Real Analysis , Folland Problem 6.1.5

Question

Problem 6.1.5 - Suppose $0 < p < q < \infty$. Then $L^p \not\subset L^q$ if and only if $X$ contains sets of arbitrary small positive measure, and $L^q\not\subset L^p$ if and only if $X$ contains sets of arbitrarily large finite measure. (For the "if" implication: In the first case there is a disjoint sequence $\{E_n\}$ with $0 < \mu(E_n) < 2^{-n}$, and in the second case there is a disjoint sequence $\{E_n\}$ with $1\leq \mu(E_n) < \infty$. Consider $f = \sum a_n 1_{E_n}$ for a suitable constants $a_n$.) What about the case $q = \infty$?

Normally I do not just post a question without at least an attempted proof but I am completely lost on where to start

Answer 1

Take $f \in L^p\setminus L^q$ And define $E_n=\{x \in X: |f(x)|\geq n\}$ To show that $E_n$ has positive measure use Minkowski and the fact that $||f \chi_{E^c_n}||_q\leq ||f \chi_{E^c_n}||_p^{p/q} || f \chi_{E^c_n}||_{\infty}^{1-p/q}$ Showing that $\int|f|^{1/q}*\chi_{E_n} d\mu =\infty$, and consequently $E_n$ Has measure diferent then 0, ie.

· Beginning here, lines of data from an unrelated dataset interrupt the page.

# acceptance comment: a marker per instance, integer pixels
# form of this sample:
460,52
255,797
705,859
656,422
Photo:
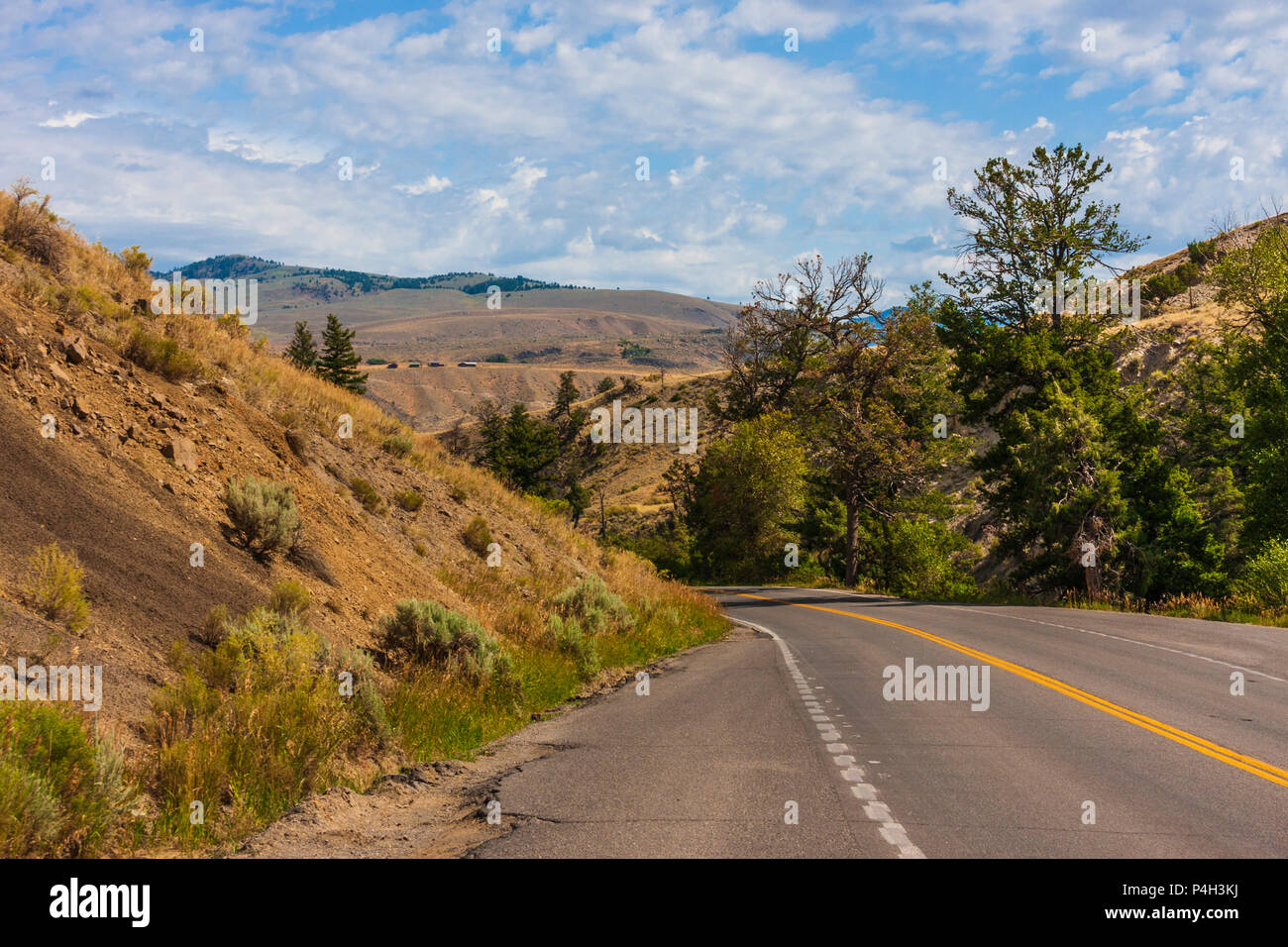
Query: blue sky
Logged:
524,159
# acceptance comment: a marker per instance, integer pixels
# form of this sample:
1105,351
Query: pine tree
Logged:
303,352
339,361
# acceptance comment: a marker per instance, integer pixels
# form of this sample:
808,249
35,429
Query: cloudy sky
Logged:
509,137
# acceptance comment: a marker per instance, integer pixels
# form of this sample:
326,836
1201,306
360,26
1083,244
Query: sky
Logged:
513,138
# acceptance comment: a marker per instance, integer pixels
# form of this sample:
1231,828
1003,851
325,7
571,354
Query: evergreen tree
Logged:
579,499
339,363
1076,479
303,352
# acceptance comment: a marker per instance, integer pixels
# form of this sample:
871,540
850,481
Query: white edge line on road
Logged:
970,609
851,775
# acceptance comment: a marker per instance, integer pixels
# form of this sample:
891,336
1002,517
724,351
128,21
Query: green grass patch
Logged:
62,791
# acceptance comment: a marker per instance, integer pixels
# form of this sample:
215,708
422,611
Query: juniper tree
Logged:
339,361
303,352
1076,470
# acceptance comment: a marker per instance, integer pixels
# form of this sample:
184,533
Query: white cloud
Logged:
430,185
68,120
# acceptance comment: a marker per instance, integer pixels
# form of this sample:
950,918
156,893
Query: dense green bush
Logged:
593,607
53,586
477,535
410,500
263,514
425,631
253,727
1265,578
62,791
161,355
568,638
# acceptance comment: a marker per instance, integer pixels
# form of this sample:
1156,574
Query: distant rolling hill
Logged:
540,328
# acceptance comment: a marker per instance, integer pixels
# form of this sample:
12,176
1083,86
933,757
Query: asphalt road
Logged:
1099,735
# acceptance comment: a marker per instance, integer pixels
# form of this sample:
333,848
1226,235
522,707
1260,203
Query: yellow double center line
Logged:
1207,748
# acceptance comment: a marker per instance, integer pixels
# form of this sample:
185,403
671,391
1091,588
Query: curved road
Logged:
1096,735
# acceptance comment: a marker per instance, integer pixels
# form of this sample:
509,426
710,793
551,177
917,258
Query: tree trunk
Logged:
851,535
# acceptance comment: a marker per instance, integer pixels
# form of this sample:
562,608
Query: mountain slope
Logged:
147,419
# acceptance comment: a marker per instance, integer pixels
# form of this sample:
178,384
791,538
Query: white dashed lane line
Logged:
851,775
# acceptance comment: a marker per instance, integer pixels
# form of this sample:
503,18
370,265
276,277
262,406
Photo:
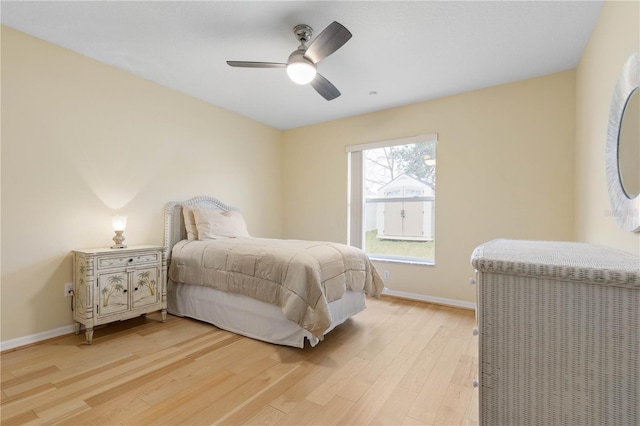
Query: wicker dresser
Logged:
559,334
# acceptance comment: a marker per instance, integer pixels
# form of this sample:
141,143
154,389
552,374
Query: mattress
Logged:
250,317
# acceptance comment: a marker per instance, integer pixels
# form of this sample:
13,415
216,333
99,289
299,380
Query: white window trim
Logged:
355,195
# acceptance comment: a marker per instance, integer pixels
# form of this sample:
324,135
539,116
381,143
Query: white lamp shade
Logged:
119,222
301,72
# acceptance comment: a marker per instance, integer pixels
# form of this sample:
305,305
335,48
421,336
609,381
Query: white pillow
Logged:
190,223
219,224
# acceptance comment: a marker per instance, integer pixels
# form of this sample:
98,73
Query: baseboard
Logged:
38,337
35,338
438,300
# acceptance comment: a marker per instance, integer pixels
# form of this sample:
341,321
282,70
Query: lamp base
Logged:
118,239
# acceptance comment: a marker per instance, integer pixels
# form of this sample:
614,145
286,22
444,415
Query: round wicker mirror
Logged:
623,147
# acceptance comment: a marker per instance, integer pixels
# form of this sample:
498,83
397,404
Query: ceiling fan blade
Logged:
328,41
324,87
248,64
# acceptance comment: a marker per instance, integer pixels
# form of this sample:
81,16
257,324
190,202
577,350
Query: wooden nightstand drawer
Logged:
131,260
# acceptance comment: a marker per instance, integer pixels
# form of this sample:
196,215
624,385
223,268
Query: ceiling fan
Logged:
301,65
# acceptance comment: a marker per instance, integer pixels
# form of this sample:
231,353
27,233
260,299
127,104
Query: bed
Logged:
278,291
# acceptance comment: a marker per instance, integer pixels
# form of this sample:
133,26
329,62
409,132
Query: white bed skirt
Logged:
250,317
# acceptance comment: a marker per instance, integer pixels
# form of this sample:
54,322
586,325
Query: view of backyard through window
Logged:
399,202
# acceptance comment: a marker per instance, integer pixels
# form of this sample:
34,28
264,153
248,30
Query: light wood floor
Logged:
398,362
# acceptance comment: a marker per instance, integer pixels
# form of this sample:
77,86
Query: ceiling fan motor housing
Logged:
303,33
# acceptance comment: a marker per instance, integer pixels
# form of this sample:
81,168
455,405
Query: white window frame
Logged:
355,196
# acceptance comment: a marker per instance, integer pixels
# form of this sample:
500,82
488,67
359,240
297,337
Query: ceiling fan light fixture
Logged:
301,72
299,69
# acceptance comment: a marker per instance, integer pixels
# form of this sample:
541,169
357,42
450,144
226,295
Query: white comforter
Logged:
301,277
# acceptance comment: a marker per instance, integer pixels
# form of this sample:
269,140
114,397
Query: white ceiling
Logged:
405,51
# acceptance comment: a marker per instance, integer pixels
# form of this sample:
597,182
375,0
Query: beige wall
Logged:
615,37
81,140
505,170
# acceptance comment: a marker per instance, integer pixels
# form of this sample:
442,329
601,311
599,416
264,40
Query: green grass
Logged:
418,249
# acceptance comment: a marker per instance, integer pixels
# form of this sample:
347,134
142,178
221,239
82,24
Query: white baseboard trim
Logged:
439,300
68,329
35,338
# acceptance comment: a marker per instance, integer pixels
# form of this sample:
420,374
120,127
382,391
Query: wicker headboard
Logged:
174,229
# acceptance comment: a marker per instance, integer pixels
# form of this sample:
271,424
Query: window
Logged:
392,199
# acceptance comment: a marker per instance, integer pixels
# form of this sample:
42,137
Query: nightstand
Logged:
117,284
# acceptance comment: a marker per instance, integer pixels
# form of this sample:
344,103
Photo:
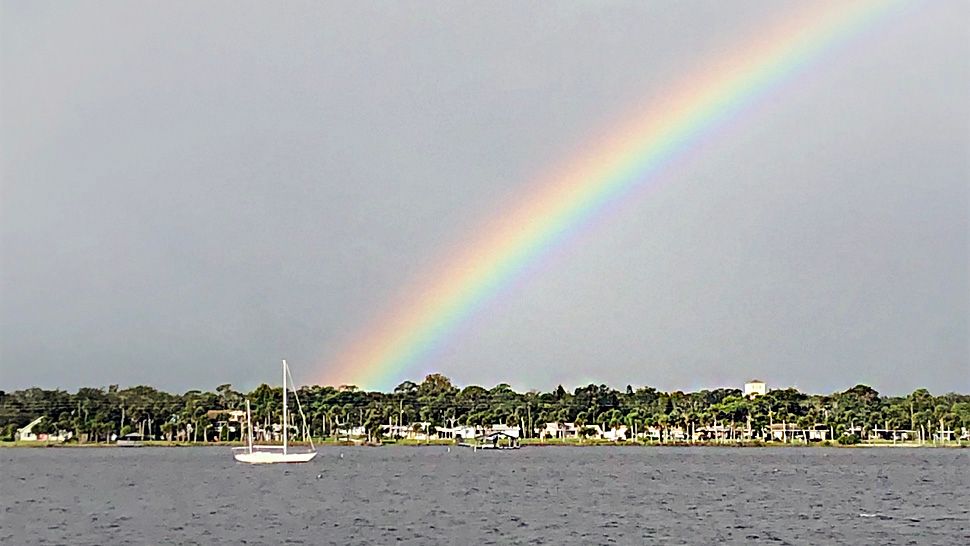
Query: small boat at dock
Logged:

Strictly positive.

For the other implication take $f=\sum \mu_{E_n}^{-1/q}*\chi_{E_n}$ and show that f belongs to $L_p$ But not to $L_q$.

The second part is a bit diferent, but similar with $E_n=\{x \in X: |f(x)|\in (1/(2^{n+1}),1/2^n]\}.$

And $f$ the same as before with q instead of p where $E_n$ a sequence (disjoint) with $2^n<\mu(E_n)<\infty$.

As for the third part, asking about $q=\infty$ I would like to know myself, so if you find out, can you tell me?

I hope it helped.

Answer 2

To construct functions that negate these statements, have in mind $\{x_n\} \subset R$ such that one of the $\Sigma x_n^p$ and $\Sigma x_n^q$ converges but not the other.

On sequences of subsets with the properties assumed above, define $f$ piecewise. You will still have a measurable and quite well-behaved function, and you must be able to find bounds (lower/upper) for its $p$'th or $q$'th powers.

And the way you define $f$ is to make sure that the value of $f$ times the measure of the set where it is defined to have that value becomes the $x_n$ from 1st paragraph.

Answer 3

The implication $L^{q}\not\subset L^{p}\implies X$ contains sets of arbitrarily large finite measure is false for $q = \infty$. For a counterexample, let $X$ be an uncountable set and $\mathcal{M}$ be the $\sigma$-algebra of countable or co-countable sets. Define the measure $\mu$ on $\mathcal{M}$ by $\mu(E) = 0$ if $E$ is countable and $\mu(E) = \infty$ if $E$ is uncountable. Let $A$ be countable and $f = \chi_{A^{c}}\in L^{\infty}\setminus L^{p}$. All other implications are true even for $q = \infty$.